1. What we are asked to determine is the meaning of the words “tax was recovered” in Section 50, Indian Income-tax Act. It is contended by the assessee that the word “recovered,” which ordinarily has the meaning of “taking back” must refer to the repayment of tax in the United Kingdom, referred to in Section 49, and that the words “tax was recovered” must be read as meaning “tax was refunded to the assessee under the provisions of Section 27, Finance Act, 1920.” Unfortunately for this contention we see that Section 50 is applicable not only to Section 49, but also to Section 48; and if we are to apply this meaning of the word “recovered” to Section 48, it would mean that when a person had obtained a refund under Section 48 he is given under Section 50 another year within which to apply for that same refund. This certainly makes nonsense of these two sections. The word “recovered” does not necessarily mean the actual taking back of what has been given as is obvious from its use throughout the Income-tax Act. In Section 18 (8) which deals with “deduction” of tax in advance, it is observed that:

the power to levy by deduction under this section shall be without prejudice to any other mode of recovery.

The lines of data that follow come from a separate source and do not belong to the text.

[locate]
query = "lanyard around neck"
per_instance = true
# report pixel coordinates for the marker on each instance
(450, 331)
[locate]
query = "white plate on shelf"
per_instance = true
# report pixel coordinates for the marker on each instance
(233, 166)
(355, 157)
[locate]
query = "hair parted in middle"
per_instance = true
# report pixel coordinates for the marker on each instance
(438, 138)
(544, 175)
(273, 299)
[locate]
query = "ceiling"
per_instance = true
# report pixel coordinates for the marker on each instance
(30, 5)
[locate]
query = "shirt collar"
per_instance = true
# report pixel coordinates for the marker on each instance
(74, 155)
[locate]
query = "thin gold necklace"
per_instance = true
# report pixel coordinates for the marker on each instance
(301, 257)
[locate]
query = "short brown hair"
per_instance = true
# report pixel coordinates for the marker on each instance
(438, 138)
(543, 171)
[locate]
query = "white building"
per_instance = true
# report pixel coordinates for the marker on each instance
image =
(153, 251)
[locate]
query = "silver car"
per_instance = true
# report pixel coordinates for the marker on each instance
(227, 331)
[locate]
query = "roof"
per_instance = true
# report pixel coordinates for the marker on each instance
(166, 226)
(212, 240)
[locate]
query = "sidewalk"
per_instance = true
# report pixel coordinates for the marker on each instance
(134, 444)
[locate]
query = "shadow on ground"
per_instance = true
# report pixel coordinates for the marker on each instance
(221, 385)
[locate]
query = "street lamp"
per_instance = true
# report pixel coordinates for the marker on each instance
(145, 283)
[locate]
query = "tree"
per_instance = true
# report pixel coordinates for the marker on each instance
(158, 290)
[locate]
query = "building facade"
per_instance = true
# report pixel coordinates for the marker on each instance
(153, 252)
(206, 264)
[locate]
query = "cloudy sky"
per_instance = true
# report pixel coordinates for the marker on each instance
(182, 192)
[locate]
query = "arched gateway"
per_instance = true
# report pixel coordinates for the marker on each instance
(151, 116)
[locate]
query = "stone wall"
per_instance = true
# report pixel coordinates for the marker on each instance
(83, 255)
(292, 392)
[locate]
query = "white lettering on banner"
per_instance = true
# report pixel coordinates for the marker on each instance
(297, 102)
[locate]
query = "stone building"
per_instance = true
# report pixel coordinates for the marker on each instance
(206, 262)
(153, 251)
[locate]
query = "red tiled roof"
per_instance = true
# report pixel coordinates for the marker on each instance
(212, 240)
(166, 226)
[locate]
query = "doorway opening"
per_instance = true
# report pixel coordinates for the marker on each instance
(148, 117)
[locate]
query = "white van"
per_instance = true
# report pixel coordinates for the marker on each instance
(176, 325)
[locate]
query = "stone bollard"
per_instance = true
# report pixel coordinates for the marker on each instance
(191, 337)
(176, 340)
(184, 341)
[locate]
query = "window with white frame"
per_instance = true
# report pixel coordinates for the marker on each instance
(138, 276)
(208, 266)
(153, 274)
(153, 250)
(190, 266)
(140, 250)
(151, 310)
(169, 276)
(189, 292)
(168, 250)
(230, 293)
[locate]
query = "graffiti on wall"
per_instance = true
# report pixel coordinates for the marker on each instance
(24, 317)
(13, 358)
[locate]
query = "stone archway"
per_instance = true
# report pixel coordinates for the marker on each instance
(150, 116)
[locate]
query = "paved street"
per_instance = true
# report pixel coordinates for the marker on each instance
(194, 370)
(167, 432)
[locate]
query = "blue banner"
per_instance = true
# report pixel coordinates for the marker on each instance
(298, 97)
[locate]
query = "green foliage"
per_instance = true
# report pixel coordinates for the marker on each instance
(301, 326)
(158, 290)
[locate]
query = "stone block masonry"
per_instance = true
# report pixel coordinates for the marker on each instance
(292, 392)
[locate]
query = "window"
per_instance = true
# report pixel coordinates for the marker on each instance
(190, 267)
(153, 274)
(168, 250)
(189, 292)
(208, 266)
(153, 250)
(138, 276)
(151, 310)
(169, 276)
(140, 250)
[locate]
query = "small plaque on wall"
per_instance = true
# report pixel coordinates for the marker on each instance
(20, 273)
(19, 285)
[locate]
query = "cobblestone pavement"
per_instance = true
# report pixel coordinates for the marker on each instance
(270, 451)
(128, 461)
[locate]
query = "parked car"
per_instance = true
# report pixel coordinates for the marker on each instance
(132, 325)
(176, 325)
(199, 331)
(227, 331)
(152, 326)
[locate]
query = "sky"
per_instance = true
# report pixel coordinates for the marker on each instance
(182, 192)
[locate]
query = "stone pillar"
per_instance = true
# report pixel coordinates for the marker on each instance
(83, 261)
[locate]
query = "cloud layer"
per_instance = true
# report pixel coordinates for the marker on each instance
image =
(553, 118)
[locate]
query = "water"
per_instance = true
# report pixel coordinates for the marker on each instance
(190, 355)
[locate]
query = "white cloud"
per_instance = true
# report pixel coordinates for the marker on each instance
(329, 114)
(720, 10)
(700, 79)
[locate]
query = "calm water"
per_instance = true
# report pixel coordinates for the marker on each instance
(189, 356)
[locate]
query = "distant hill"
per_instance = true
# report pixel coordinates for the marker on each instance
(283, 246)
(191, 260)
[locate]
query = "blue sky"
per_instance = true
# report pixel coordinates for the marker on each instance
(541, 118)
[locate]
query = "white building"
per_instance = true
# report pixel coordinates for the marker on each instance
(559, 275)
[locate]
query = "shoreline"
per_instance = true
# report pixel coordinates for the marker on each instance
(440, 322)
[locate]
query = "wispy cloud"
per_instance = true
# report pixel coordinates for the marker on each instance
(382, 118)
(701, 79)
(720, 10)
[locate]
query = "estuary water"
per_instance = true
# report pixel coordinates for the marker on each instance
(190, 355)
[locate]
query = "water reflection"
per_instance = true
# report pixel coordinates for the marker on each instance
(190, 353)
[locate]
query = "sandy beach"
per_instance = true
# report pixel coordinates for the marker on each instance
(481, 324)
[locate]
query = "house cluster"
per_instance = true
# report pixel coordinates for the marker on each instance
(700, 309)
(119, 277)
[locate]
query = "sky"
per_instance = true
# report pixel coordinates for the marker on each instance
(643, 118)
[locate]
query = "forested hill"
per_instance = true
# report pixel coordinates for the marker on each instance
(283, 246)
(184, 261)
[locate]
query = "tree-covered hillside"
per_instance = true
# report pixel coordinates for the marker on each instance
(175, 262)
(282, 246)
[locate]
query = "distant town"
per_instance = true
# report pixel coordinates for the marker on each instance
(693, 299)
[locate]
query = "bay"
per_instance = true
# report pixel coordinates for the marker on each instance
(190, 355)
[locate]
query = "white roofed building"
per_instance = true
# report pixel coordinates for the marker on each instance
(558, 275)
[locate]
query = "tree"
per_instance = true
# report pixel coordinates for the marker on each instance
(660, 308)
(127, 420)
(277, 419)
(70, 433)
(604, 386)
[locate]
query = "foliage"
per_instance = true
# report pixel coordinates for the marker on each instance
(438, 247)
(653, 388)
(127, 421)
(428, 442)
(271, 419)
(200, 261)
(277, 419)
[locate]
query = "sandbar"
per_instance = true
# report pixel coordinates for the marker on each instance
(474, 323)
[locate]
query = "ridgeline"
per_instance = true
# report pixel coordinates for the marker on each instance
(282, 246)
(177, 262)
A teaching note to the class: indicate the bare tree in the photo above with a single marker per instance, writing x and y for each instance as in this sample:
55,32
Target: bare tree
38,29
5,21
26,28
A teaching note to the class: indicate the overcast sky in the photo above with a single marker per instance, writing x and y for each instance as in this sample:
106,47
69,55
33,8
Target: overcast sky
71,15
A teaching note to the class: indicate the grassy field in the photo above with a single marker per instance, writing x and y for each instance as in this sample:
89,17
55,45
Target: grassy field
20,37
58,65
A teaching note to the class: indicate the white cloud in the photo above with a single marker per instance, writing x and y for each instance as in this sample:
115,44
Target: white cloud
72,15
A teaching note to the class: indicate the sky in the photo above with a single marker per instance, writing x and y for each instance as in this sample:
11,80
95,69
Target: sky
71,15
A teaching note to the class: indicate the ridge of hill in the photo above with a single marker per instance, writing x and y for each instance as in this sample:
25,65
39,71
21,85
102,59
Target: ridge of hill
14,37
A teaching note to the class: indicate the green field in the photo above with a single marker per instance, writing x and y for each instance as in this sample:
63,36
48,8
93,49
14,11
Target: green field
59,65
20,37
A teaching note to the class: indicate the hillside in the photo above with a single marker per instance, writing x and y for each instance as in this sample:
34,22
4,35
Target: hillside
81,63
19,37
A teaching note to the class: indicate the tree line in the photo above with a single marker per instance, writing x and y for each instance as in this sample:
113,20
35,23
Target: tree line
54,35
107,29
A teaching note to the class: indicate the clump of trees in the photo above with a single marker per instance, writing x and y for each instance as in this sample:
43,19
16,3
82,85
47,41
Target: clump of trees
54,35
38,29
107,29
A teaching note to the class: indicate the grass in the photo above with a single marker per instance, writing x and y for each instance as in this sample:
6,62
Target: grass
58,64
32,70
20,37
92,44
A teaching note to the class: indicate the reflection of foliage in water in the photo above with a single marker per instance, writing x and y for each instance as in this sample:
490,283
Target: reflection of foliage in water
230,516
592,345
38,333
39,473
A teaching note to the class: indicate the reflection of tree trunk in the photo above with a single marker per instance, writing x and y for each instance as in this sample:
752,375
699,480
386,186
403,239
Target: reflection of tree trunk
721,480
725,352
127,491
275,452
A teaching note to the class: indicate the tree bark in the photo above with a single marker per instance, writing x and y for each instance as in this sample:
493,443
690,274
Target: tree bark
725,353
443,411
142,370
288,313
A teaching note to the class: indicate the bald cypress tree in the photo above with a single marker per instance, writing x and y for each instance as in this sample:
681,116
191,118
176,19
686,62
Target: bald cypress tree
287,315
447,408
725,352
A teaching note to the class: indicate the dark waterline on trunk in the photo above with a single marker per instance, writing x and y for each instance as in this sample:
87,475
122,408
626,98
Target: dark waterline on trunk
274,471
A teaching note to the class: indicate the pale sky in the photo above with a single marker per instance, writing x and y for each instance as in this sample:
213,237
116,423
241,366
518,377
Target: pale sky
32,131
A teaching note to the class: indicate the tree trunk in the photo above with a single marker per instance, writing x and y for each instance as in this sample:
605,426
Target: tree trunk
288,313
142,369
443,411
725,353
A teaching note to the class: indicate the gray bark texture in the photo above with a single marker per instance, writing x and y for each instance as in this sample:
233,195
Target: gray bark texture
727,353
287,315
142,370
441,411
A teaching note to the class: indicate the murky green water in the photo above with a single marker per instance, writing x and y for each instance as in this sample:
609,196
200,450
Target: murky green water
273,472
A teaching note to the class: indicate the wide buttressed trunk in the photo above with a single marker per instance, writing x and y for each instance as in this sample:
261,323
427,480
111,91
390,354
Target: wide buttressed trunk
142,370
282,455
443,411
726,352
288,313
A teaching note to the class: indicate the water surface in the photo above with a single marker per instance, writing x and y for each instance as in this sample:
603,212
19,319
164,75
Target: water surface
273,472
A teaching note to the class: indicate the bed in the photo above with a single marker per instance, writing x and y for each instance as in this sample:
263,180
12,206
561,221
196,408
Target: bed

implying thereby that deduction is one mode of recovery.

2. Similarly, under Section 41, tax is “recoverable” from the Court of Wards, Administrator-General, etc., and there it does not mean “taken back.” It is suggested that tax can only be “recovered” by coercive process. The Act does provide for recovery by coercive process, but, even then, there is no taking back of what has been given any more than when the tax is received by voluntary payment. Possibly, there is an implication in the word “recover” that the tax is a sum which has to be deducted out of the income as really belonging to Government, and in that sense the word “recovered” would bear the meaning of “taking back.” Section 44(a) is also a very strong argument against the assessee’s contention as to the meaning of the word “recovered.” We are, therefore, satisfied that the words “tax was recovered” mean “tax was received by the Government,”

3. It has been pointed out to us that this interpretation may cause hardship in individual cases where there has been delay on the part of the income-tax authorities in England in making the refund there, such delay not being due to the default of the assessee. We would point out that this hardship can only be obviated by an amendment of Section 50, and we are of opinion that this should be done by giving the Income-tax Commissioner power to extend the time in suitable cases. The petitioner will pay the costs of this application, i. e., counsel’s fee Rs. 250.